What is an epigastric hernia?
An epigastric hernia is a defect of the abdominal wall in the midline between the breastbone and umbilicus (belly button). Often, patients experience a pinching or pulling sensation with exertion or certain movements. At times there may be a visible bulge in the area of pain. The pinched tissue is usually fat that lies just above the inner lining of the abdominal cavity. The majority of these hernias can be repaired using sutures alone.
How is an Epigastric Hernia Fixed?
The type of repair for an epigastric hernia is related to the size of the abdominal wall defect. The larger the defect the more likely it is to recur after repair with only sutures. A repair that uses only sutures to close an opening in the abdominal wall is referred to as a “primary repair”. The surgical literature has demonstrated a higher likelihood of hernia recurrence when umbilical hernias more than 2 cm (0.75 inches) are repaired primarily. Therefore, most surgeons utilize mesh when performing an umbilical hernia repair for a defect larger than 2 cm.
Can an epigastric hernia be repaired with minimally invasive surgery?

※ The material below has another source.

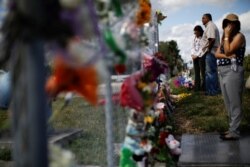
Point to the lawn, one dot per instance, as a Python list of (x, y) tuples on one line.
[(193, 114)]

Epigastric hernias can be repaired laparoscopic and robotic fashion and it is the method that I prefer. The most common reason for a recurrence is failure to provide enough coverage of the defect with mesh. Using laparoscopic and robotic techniques, mesh is placed underneath the defect, in surgery this is referred to as an “underlay”. Laparoscopic repair allows for excellent vision of the defect and provides a method for securing an appropriate sized mesh around the defect and in a secure manner.
A recently described technique to address ventral hernias (umbilical, epigastric, Spigelian and incisional) is called eTEP (expanded totally extra-peritoneal) and this can be performed both robotically as well as laparoscopic. The eTEP takes advantage of the layered architecture of the abdominal wall. The mesh is placed in between layers of the abdominal wall, thereby, acting as an underlay patch and in direct contact with musculature. The abdominal cavity is not entered and therefore there is no contact between the mesh and the underlying abdominal organs. At the same time, the mesh is in an ideal location for full tissue integration and incorporation. This diminishes the potential for infections, chronic pain and likely recurrence.
Dr Laker has performed many eTEPs both robotically and laparoscopically to correct hernias of the abdominal wall.